Don’t let government get away with poisoning Americans (by Sen. Josh Hawley)
12/07/2023 // News Editors // Views

This year, Americans had the opportunity to revisit the origins of our nation’s nuclear program with the blockbuster film “Oppenheimer.” But there’s one story line that didn’t make the big screen: those Americans who are still paying the price.

(Article by Josh Hawley republished from

For decades, the federal government poisoned an untold number of its citizens through our atomic program. It happened everywhere, impacting uranium mine workers in Texas, Native Americans living downwind from nuclear tests in the Mountain West, and communities exposed to Manhattan Project waste in Missouri. And that’s just a small sample. Thousands more were poisoned, sickened, and died. Lives were broken – all because our government was careless, and then covered it up.

Now, the law that delivers some justice and compensation to these victims is about to expire. Congress must include a reauthorization of this life-changing program as part of the annual defense bill. It’s our chance to give justice to victims who have been silenced and forgotten for years.

This widespread government-caused poisoning ranks among the worst environmental disasters in our nation’s history. The United States conducted nearly 200 atmospheric nuclear tests from the 1940s until the 1960s. Residents living near or downwind from these test areas were exposed to the fallout – often without any warning of exposure. The radiation fell on their homes, their farms, and their families. And it wasn’t just the testing. Tens of thousands of American workers across the country helped to mine and process uranium and worked in facilities that built our atomic weapons, and they breathed in the toxic substances every day.

These workers answered the call to serve America during a consequential time in our nation’s history. They were a backbone to our national defense from World War II through the end of the Cold War – but many developed cancers as a result. Families and communities suffered.

In 1990, Congress finally acknowledged the government’s egregious neglect and passed the Radiation Exposure Compensation Act to compensate victims who were sickened with cancer from nuclear tests. Championed by then-Sen. Orrin Hatch and signed into law by President George H.W. Bush, the program was reauthorized and strengthened by President Bill Clinton in 2000. President Joe Biden signed a short extension in 2022 with unanimous approval from Congress. Few programs have enjoyed more bipartisan support. As George H.W. Bush said upon signing the law, this will “fairly resolve the claims of persons present at the test site and of downwind residents, as well as claims of uranium miners.”

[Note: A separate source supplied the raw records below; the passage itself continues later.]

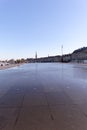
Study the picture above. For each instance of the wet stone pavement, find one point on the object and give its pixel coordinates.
(49, 96)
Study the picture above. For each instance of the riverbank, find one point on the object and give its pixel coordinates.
(9, 66)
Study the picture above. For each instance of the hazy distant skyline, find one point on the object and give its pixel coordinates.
(42, 26)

But in just a few months, funding for the program will be cut off. This cannot be allowed to happen. Since its creation, RECA has helped tens of thousands of Americans and assisted those exposed to radiation rebuild and renew their lives. How can we turn our back on them?

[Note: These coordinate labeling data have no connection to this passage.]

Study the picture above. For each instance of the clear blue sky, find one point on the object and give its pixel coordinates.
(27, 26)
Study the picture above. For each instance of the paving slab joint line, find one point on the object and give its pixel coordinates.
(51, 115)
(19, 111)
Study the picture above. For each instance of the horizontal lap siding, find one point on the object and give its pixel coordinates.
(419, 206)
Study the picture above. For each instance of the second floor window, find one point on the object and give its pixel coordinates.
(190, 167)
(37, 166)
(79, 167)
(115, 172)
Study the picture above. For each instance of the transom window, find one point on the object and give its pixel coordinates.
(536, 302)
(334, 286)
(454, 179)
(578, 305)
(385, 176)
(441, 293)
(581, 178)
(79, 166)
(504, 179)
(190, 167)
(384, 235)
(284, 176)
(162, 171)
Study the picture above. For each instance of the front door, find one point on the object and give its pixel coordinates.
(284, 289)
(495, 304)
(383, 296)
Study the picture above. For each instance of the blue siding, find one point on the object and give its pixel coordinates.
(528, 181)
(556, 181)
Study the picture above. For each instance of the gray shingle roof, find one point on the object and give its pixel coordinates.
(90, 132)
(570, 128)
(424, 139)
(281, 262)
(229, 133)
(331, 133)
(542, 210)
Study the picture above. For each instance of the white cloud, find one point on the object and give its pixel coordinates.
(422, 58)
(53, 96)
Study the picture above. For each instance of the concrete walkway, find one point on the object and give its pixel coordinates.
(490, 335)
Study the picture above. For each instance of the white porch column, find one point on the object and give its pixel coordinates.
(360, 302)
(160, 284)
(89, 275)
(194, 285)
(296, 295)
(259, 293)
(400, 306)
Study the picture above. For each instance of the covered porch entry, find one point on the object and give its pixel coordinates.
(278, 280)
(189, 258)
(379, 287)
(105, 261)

Many more communities still need access to this program before it runs out. In my home state of Missouri, mismanaged nuclear waste from the Manhattan Project era sat exposed for years and contaminated communities in the St. Louis region – and now these areas have elevated cancer rates. In multiple other states, “downwinders” still need compensation. The late Sen. Orrin Hatch wrote in 2020 that updating RECA was “a moral imperative” and “if we let it expire, we leave hundreds of Navajo men and women unable to pay their medical bills for issues directly related to radiation poisoning.” He was right.

Back in July, Congress took the first step to getting this done when the Senate adopted, as part of the defense bill, my amendment with Sen. Ben Ray Luján of New Mexico to extend and strengthen the RECA program. I was proud to see that amendment pass with a bipartisan supermajority, reflecting the broad support among both parties for obtaining justice for victims. President Biden has since supported it as well.

House and Senate leadership must not strip this life-changing program from the final defense bill. It would amount to a slap in the face to victims everywhere if our leaders in Congress decide to kneecap the Americans who suffered from these nuclear programs and instead ship billions and billions to defense contractors or foreign wars. There’s no excuse for forgetting about the people we serve.

When the government poisons its own people, it must make it right. We have no other choice.